Whilst IWD is an important date in the calendar, the other 364 days of the year also need to live up to the good intentions of this day. As you participate in the social media frenzy, sharing posts, attending virtual events, reading and tweeting, ask yourself whether you are doing enough as a leader and an organisation to support working mothers.

IWD is not a one day event but a long term commitment and process of supporting women. #NotJustOneDay

With working mothers more likely to be furloughed, made redundant, have their pay reduced, lose their jobs and experience a long term negative impact on career progression as a result of the pandemic there is much that can be done in this space.

“Working mothers have always worked a “double shift”—a full day of work, followed by hours spent caring for children and doing household labour. Now the supports that made this even possible for women—including school and childcare—have been upended.” [1]. The Covid-19 crisis could erase all the gains we’ve made

Companies risk losing women at all levels of management—but they also have an opportunity to build a better workplace.
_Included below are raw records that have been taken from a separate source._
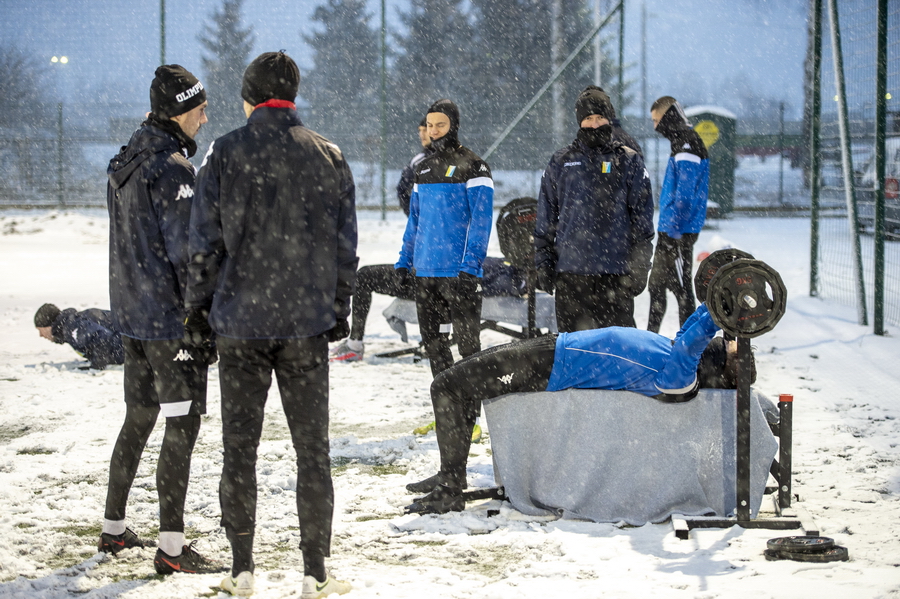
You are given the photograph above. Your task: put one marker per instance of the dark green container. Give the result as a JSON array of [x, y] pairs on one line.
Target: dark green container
[[718, 129]]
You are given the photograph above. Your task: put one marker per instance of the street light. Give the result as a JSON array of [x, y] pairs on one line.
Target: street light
[[59, 139]]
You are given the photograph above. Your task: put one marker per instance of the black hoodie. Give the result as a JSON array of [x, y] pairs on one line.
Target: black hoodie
[[149, 196]]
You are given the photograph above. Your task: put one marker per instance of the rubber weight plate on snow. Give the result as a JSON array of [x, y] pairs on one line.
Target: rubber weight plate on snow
[[746, 298], [710, 266], [835, 554], [801, 544]]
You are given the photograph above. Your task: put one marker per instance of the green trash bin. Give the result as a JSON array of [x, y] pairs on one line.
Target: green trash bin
[[717, 128]]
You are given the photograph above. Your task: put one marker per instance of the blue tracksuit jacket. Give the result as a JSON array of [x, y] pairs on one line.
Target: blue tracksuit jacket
[[450, 215], [623, 358], [685, 188]]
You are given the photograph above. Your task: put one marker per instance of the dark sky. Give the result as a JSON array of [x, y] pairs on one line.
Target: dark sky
[[709, 50]]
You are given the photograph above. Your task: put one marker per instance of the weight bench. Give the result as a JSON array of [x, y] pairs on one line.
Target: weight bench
[[618, 456], [496, 312]]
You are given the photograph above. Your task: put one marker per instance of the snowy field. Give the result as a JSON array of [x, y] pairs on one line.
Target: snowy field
[[58, 424]]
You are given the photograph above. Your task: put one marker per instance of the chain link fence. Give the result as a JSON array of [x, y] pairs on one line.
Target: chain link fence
[[858, 20]]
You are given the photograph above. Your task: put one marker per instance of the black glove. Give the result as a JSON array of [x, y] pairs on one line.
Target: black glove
[[546, 279], [467, 283], [340, 330], [402, 274], [197, 331]]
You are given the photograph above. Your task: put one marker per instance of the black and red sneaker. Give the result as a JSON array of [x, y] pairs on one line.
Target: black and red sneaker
[[115, 543], [189, 562]]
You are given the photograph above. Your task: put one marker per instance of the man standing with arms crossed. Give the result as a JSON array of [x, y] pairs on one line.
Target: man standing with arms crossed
[[273, 260], [149, 196], [682, 212]]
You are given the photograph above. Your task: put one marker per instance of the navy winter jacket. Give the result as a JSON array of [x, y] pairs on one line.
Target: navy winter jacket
[[595, 212], [273, 231], [90, 334], [151, 186]]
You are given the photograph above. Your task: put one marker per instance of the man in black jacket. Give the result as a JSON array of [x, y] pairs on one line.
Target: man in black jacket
[[149, 195], [89, 332], [595, 224], [273, 260]]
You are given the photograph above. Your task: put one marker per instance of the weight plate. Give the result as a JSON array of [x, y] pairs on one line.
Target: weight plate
[[801, 544], [746, 298], [711, 265], [835, 554]]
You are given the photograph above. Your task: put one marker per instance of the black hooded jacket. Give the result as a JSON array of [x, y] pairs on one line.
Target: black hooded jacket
[[149, 195]]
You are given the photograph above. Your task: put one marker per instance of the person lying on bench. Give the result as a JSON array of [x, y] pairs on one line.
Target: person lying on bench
[[89, 332], [614, 358]]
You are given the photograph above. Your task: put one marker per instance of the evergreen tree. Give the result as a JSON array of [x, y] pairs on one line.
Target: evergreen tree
[[228, 45], [343, 88], [437, 60], [23, 81]]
This is what working mothers we coach are telling us they need and what many of the organisations supporting them are providing. Of course this should not be restricted to working mothers as many working fathers and other women and men are facing the same challenges.
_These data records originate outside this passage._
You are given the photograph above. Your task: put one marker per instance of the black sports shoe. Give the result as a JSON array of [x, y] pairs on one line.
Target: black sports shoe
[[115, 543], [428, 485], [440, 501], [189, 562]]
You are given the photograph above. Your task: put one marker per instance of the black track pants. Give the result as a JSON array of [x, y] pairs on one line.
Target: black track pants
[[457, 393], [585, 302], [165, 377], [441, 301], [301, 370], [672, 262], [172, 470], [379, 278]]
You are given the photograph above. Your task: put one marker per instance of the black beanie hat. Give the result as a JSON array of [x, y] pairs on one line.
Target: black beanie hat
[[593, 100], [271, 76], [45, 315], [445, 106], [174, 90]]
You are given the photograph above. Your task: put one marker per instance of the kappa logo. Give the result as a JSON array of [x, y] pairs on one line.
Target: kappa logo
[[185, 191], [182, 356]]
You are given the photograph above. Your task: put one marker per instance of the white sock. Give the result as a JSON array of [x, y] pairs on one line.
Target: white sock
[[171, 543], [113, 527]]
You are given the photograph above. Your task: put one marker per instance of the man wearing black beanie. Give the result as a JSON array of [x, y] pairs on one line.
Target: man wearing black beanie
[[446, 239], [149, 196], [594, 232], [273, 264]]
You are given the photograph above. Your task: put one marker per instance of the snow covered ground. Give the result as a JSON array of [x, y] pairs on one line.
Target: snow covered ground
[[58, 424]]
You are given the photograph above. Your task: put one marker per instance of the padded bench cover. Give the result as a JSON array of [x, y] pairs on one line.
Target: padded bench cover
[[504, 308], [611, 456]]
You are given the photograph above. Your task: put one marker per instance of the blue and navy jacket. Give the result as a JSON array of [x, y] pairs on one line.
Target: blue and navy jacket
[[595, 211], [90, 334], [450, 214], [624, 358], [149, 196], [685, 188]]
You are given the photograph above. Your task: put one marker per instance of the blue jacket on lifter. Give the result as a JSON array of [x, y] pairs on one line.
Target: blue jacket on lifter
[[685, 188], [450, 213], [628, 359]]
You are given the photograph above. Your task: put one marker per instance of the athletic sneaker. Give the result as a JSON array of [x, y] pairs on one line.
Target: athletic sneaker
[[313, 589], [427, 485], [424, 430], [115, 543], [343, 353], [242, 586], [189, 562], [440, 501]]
  • Stop focusing on hours of operation. Does it matter when the work gets done as long as the output is good and is delivered by the deadline?
  • Provide flexibility and support. Flexible work schedules, four day weeks without a reduction in pay, increased time off and contribution to childcare costs are all being provided by some employers. Shout these policies from the rooftops so that working mothers know it is ok to accept these and it won’t impact on their jobs and future prospects.
  • Be deliberate about expectations on working hours. The unwritten rules about always being on and available need to be modified and they need be written down. This will help working mothers create a boundary between work and home and take time out without anxiety about the consequences. Look at ways to re-establish work-life boundaries. Meeting holidays on certain days or half days, rules around breaks in between meetings so that they are not back to back all day, policies on email outside of business hours and improving communication about work hours are a good start.
  • Do not ignore the child in the room. Acknowledge they are there and engage with them if they are amenable. When work colleagues notice, connect and even chat with our children, it helps build trust and reduces anxiety. Working mothers need to be seen as their whole self and not just their work persona to give them permission to show what they are working and living with.
  • With remote working the norm there is a greater need to communicate both within a team and for the whole organisation. Working mothers rarely feel comfortable sharing the challenges they are facing. Line managers should set up regular communication with them to specifically and directly address the difficulties with the work and recalibrate. This needs to be shared with the team to prevent the perception that one of their team members is not pulling their weight and avoid resentment from arising
  • Adjust performance review criteria, productivity expectations and goals to take account of working mothers extra responsibilities and time constraints. Are they realistic? Working parents shouldn’t have to choose between not meeting expectations set for a pandemic free world and pushing themselves to keep up an unsustainable pace that leads to burnout.

This quote of the lived experience of one mother of two children from McKinseys’ Women in the Workplace 2020 report sums it up:

“I feel like I am failing at everything. I’m failing at work. I’m failing at my duties as a mom. I’m failing in every single way, because I think what we’re being asked to do is nearly impossible. How can you continue to perform at the same level as in the office when you had no distractions, plus being asked to basically become a teacher for kids and everything else with online learning? I’m doing it all, but at the same time I’m feeling like I’m not doing any of it very well. I also worry that my performance is being judged because I’m caring for my children. If I step away from my virtual desk and I miss a call, are they going to wonder where I am? I feel that I need to always be on and ready to respond instantly to whatever comes in. And if that’s not happening, then that’s going to reflect poorly on my performance.”